In the run up to the election, people these days keep posting articles about the Malaysian government's borrowings from the EPF, the state pension fund. Some say, the EPF is the largest buyer of Malaysian government debt. Ponzi, ponzi, ponzi?
I've posted a similar comment before on a similar post:
1) There's nothing wrong with the EPF (read: a state pension fund) buying any government debt (read: giving loans to any government with interest), so long as the risk profile of the governments who are taking the loans is evaluated (by the EPF), and each specific investment (by the EPF) is hedged against other investments with different risk profiles, in order to diversify systematic risks. [THE THEORY]
2) Whether the EPF is properly diversifying its risks is an open question, which the article alludes to, but does not directly address. It shouldn't be too hard to figure that out if you really wanted to know, however. Just spend a few weeks talking to the right people and/or digging around the paper trails. [HOMEWORK REQUIRED]
All that being said...
3) The bigger concern for me is that the government of Malaysia is taking too many loans, and using that money to implement socialist/loose monetary policies like BR1M. What this is doing is selling the future cashflow of the government, (not the Government), in order to buy present-day cashflow.
3a) Betting your future earnings on current expenditure is generally never a great idea. This is what the BR1M achieves for the country as a whole (unless you're willing to assume that the majority of BR1M funds ended back in investment, rather than in consumption). This is a bad policy at best, and at worst it is the Government robbing the government, in an attempt to preserve the Government's control over the government.
3b) Realpolitik/cynicism/sports commentary: this is appreciable as a poison-pill strategy by the current Government, because what happens IF the Opposition wins, is that the future government run by the current Opposition bears a huge burden of debt which it has to bring back under control through stricter policies (something similar happened to the Obama administration in its first term).
4) In the worst case scenario I can think off on my current coffee break... 2) above is a real problem, and 3a) above is also a real problem. It's basically running the risk of the government's running out of cash to pay debts in the future.
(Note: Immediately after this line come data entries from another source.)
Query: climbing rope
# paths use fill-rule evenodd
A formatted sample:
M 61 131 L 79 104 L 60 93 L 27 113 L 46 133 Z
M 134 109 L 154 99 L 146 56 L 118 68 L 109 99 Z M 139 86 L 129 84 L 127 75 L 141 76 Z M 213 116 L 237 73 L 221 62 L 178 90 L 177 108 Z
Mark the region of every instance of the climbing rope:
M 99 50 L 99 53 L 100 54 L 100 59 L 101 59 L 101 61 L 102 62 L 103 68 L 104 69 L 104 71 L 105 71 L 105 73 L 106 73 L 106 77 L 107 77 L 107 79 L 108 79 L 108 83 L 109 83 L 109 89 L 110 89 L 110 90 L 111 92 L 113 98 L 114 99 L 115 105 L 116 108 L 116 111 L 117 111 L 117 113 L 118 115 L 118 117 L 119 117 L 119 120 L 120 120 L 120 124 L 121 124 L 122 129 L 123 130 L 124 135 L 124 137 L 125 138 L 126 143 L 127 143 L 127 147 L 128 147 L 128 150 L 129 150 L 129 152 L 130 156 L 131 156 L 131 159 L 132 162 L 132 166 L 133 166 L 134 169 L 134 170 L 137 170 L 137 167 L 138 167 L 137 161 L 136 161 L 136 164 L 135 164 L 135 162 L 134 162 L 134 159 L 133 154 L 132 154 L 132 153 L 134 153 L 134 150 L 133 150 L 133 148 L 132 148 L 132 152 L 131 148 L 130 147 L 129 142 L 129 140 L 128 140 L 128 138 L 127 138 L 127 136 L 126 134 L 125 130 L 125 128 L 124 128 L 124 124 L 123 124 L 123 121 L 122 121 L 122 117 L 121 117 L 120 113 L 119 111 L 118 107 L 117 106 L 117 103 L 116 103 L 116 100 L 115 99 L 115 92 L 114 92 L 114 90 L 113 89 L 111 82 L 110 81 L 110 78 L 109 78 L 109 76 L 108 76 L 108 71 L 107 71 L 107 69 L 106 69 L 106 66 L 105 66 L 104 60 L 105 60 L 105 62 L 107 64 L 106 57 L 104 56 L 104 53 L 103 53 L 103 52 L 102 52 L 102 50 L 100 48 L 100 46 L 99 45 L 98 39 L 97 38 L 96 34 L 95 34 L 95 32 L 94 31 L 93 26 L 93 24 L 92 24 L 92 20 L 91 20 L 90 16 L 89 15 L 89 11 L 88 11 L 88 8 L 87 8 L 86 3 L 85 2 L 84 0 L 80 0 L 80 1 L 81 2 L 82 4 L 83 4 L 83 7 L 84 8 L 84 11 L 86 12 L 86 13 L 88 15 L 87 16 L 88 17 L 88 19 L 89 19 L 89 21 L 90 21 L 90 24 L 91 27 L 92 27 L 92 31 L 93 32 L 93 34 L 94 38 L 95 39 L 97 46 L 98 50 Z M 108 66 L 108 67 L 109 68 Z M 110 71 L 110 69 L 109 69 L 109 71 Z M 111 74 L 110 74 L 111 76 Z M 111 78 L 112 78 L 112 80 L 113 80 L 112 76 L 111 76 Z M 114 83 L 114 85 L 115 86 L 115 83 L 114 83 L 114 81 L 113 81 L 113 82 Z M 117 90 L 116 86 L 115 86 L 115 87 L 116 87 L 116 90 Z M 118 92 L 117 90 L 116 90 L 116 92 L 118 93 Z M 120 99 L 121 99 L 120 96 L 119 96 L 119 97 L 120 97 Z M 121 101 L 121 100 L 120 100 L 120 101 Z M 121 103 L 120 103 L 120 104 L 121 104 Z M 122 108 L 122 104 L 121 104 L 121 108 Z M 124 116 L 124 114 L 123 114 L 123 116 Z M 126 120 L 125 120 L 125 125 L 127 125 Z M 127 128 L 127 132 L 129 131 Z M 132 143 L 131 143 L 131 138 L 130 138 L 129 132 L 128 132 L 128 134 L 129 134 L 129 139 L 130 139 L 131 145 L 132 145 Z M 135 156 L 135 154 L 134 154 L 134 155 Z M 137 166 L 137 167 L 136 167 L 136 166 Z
If this happens and (a) you print more money, then you devalue the MYR, and we're all in soup, so go buy some bitcoins, USD, or something right now, or (b) the government goes bankrupt the way of Greece, Cyprus, etc, and required foreign bailouts... oh yes, you still get (a), just with more headline news.
All THAT being said... it still just sounds like business as usual in good'ol m'larky Malaysia... :)
This sort of discussion is really cute, particularly when it lands next to articles on universities spending money to build giant logos out of doughnuts... granted, that may not be a public university.